Mailing List Archive

Training spamassassin past 5,000 emails
I've read through
https://spamassassin.apache.org/full/3.1.x/doc/sa-learn.html which
states that "anything over about 5000 messages does not improve accuracy
significantly in our tests."

So once I hit 5,000, what do? Do I run --forget on say the 500 oldest
emails, delete those from my ham/spam folders and then add in a batch of
500 newer ham/spam emails and then run sa-learn on all the emails in my
spam/ham folders?
Re: Training spamassassin past 5,000 emails [ In reply to ]
Steve Dondley <s@dondley.com> writes:

> I've read through
> https://spamassassin.apache.org/full/3.1.x/doc/sa-learn.html which
> states that "anything over about 5000 messages does not improve
> accuracy significantly in our tests."

I would take that with a grain of salt. Based on my experience running
SA for many years, I'd say that if you have new spam that isn't like
the spam you already have, learning on it will help.
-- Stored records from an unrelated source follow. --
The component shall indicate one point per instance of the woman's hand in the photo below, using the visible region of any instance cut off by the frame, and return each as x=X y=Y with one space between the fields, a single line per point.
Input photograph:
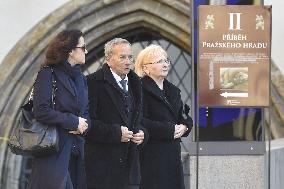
x=180 y=130
x=138 y=137
x=82 y=127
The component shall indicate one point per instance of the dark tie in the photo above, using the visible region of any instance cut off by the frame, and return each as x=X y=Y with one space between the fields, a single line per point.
x=123 y=84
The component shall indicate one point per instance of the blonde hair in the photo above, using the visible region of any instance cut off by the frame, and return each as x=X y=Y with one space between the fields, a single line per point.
x=144 y=56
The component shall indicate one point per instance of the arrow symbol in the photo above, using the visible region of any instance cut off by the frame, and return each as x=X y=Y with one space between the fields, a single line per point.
x=226 y=94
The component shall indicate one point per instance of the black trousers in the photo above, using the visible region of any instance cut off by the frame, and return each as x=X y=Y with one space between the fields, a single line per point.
x=72 y=170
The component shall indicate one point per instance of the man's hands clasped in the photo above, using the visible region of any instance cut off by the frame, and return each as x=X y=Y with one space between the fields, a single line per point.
x=127 y=135
x=180 y=130
x=82 y=127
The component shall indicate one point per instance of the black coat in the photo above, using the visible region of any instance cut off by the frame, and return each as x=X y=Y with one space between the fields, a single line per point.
x=161 y=166
x=108 y=160
x=50 y=172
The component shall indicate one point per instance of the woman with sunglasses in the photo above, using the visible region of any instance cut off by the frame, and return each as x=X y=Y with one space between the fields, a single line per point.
x=69 y=113
x=160 y=159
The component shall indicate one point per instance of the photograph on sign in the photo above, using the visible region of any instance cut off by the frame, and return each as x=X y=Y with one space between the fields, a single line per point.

Also, I take it as a comment about "there's no need to try hard to get
more the 5K messages". It doesn't say, "if you train on more than 5000
bad things will happen".

> So once I hit 5,000, what do? Do I run --forget on say the 500 oldest
> emails, delete those from my ham/spam folders and then add in a batch
> of 500 newer ham/spam emails and then run sa-learn on all the emails
> in my spam/ham folders?

I've been running sa-learn daily over my ham folders and my spam folders
for years. I refile spam and ham so that it will be learned. I find
the bayes scoring is quite good except for novel spam. My bayes_* files
are about 83M in total.

So I don't think you necessarily have a problem to solve.
Re: Training spamassassin past 5,000 emails [ In reply to ]
On Tue, 09 Mar 2021 07:49:38 -0500
Steve Dondley wrote:

> I've read through
> https://spamassassin.apache.org/full/3.1.x/doc/sa-learn.html which
> states that "anything over about 5000 messages does not improve
> accuracy significantly in our tests."
>
> So once I hit 5,000, what do? Do I run --forget on say the 500 oldest
> emails, delete those from my ham/spam folders and then add in a batch
> of 500 newer ham/spam emails and then run sa-learn on all the emails
> in my spam/ham folders?


You don't *need* to do anything, that figure is about diminishing
returns.

If you keep a full archive of what's been trained. I think it makes
sense to trim out old mail occasionally and recreate the database -
particularly if it's a single user Bayes.
Re: Training spamassassin past 5,000 emails [ In reply to ]
On 2021-03-09 08:28 AM, Greg Troxel wrote:
> Steve Dondley <s@dondley.com> writes:
>
>> I've read through
>> https://spamassassin.apache.org/full/3.1.x/doc/sa-learn.html which
>> states that "anything over about 5000 messages does not improve
>> accuracy significantly in our tests."
>
> I would take that with a grain of salt. Based on my experience
> running
> SA for many years, I'd say that if you have new spam that isn't like
> the spam you already have, learning on it will help.
>
> Also, I take it as a comment about "there's no need to try hard to get
> more the 5K messages". It doesn't say, "if you train on more than 5000
> bad things will happen".
>
>> So once I hit 5,000, what do? Do I run --forget on say the 500 oldest
>> emails, delete those from my ham/spam folders and then add in a batch
>> of 500 newer ham/spam emails and then run sa-learn on all the emails
>> in my spam/ham folders?
>
> I've been running sa-learn daily over my ham folders and my spam
> folders
> for years. I refile spam and ham so that it will be learned. I find
> the bayes scoring is quite good except for novel spam. My bayes_*
> files
> are about 83M in total.
>
> So I don't think you necessarily have a problem to solve.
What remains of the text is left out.